PHENOMENALITY: *uncanny*
MYTHICITY: *fair*
FRYEAN MYTHOS: *adventure*
CAMPBELLIAN FUNCTIONS: *sociological*
Most film-fans know director Edgar G' Ulmer for his famous Universal horror-film THE BLACK CAT or for his handful of 1950s SF-films, such as THE MAN FROM PLANET X. But he did dip his directorial oar into swashbuckling waters occasionally, and PIRATES OF CAPRI was, oddly enough, his second outing with a masked swashbuckler, following 1946's THE WIFE OF MONTE CRISTO.
CAPRI's credits are complicated by the fact that the film wasn't the usual Hollywood product, but was shot in Italy with an uncredited Italian co-director.

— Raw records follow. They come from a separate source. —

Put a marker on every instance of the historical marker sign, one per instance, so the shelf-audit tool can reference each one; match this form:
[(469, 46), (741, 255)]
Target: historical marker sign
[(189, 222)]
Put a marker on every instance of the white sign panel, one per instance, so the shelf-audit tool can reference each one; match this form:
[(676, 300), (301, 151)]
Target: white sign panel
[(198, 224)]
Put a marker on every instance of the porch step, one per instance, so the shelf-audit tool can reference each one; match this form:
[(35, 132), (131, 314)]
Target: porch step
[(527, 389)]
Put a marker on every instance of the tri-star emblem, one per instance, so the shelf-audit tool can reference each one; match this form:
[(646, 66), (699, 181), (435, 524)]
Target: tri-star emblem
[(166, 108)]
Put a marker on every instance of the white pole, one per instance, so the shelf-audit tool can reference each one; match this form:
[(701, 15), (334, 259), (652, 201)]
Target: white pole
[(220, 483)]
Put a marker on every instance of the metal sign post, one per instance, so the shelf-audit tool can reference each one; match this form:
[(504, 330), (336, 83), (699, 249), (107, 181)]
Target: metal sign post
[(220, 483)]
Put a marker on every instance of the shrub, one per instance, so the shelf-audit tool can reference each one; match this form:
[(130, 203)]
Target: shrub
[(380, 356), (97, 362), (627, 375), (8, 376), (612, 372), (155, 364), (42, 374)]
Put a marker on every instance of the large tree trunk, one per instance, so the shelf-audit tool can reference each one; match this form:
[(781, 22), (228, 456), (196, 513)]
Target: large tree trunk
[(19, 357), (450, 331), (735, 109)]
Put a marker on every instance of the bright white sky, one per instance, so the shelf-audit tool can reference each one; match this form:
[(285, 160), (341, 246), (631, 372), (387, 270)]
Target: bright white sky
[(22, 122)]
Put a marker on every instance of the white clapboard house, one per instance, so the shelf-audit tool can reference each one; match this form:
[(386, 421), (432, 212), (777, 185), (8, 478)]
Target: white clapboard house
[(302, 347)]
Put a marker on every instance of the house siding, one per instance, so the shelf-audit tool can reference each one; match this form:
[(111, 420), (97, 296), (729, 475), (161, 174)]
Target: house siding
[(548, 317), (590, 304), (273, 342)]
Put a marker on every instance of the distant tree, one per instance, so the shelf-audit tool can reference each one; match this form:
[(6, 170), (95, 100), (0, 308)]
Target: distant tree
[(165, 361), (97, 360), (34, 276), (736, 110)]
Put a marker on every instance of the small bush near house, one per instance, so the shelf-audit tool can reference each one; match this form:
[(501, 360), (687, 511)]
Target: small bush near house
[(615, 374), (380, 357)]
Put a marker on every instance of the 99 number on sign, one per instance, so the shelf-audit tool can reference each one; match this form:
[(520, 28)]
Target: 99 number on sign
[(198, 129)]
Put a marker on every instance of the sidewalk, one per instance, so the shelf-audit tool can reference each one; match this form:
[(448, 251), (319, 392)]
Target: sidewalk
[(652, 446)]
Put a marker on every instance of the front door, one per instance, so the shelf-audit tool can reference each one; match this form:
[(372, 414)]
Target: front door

That collaboration aside, Ulmer does seem to attempting a more painterly approach to an adventure-story. Possibly this was because the CAPRI project was shot in black-and-white, at a time when the majority of swashbucklers, even the cheap ones, were filmed in color. At times some of the shots are quite reminiscent of the delirious black-and-white contrasts from BLACK CAT.
On the other hand, the film is an extremely derivative take on the Zorro mythos, but with less effectiveness. In 1798, the ships of Naples-- where rules a queen, Maria Carolina (Binnie Barnes)-- are continually raided by a masked pirate, Captain Sirocco (Louis Hayward). In the raid that begins the story-- actually the only pirate-action in the movie-- Sirocco encounters a lovely young noblewoman, Mercedes (Mariella Lotti), who's on the way to Naples to meet one Count Amalfi for an arranged marriage. The masked pirate disparages Amalfi to Mercedes, but it turns out to be Sirocco's private joke, for the foppish fellow Mercedes later encounters at court is none other than the captain's secret identity.
In the original Zorro, the hero plays a languid aristocrat so that no one in Old California will suspect his double identity and so threaten himself and his family. Amalfi's motive is a little more confused. He's not literally a count, but assumed the title after his brother, the real royalty, was slain in Naples for abetting revolutionaries. Thus he would seem to be diametrically opposed to the example of the Scarlet Pimpernel, who was all about saving royals from rebels. Yet strangely, though Amalfi has good reason to hate the aristocracy, he doesn't despise Maria Carolina. He deems her an innocent, and the real tyrants are her ministers and her law enforcer Baron Holstein. At any rate, Amalfi uses his dandy-persona to spy on the court in order to gather info for more raids.
However, most of the film involves nasty Holstein trying various strategies to destroy Sirocco's network of operatives. Despite some decent dialogue the film as a whole is stodgy and stuffy, and Hayward's borderline-effeminate imitation of Leslie Howard's Scarlet Pimpernel is overdone by half. It's modestly interesting that Amalfi uses his masked persona as an alter ego to romance Mercedes, but by 1949 this was par for the course. Hayward does a good job with a climactic swordfight against his main enemy, enlivened a bit by being set on a theatrical stage.